まず、日本の課題という観点から考えてみましょう。そこには数々の課題がありますが、大きく分類すると次の2つになると筆者は考えています。それは「少子高齢化」と「人口減少」です。両者はともに人的資本に類する課題で、健康で長く働き続けることができるような働き方に変えるために「働き方改革」が行われているわけですし、生産年齢人口が減るなかで競争力を確保していくために「生産性を高める」必要があるわけです。
これをふまえて医療分野に目を向けると、今の日本の医療システムは1960年代につくられたものであり、約60年経過した現在、制度やシステムがやや時代に合わないものになってきています。そのため、これからの未来にわたって持続可能な社会や医療を創るための新たな取り組みが必要なのだといえます。
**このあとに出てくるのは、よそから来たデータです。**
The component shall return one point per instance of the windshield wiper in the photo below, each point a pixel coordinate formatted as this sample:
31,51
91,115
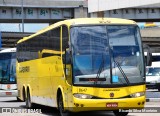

また、医療費が激増していることや現場の医療者が疲弊していることなども、現状のままでは持続可能な状態ではないと考えています。高齢化率の増加によって医療や介護の需要は増え、それに伴い社会保障費も増大しているにもかかわらず、少子化によって生産年齢人口が減ることで全体として労働力が減少し、今と同じ方法で医療・介護を提供することは難しくなってきます。すでに現時点でも、医療現場では医師の長時間労働や過重労働が問題となっていますし、介護業界においては慢性的な人手不足が続いています。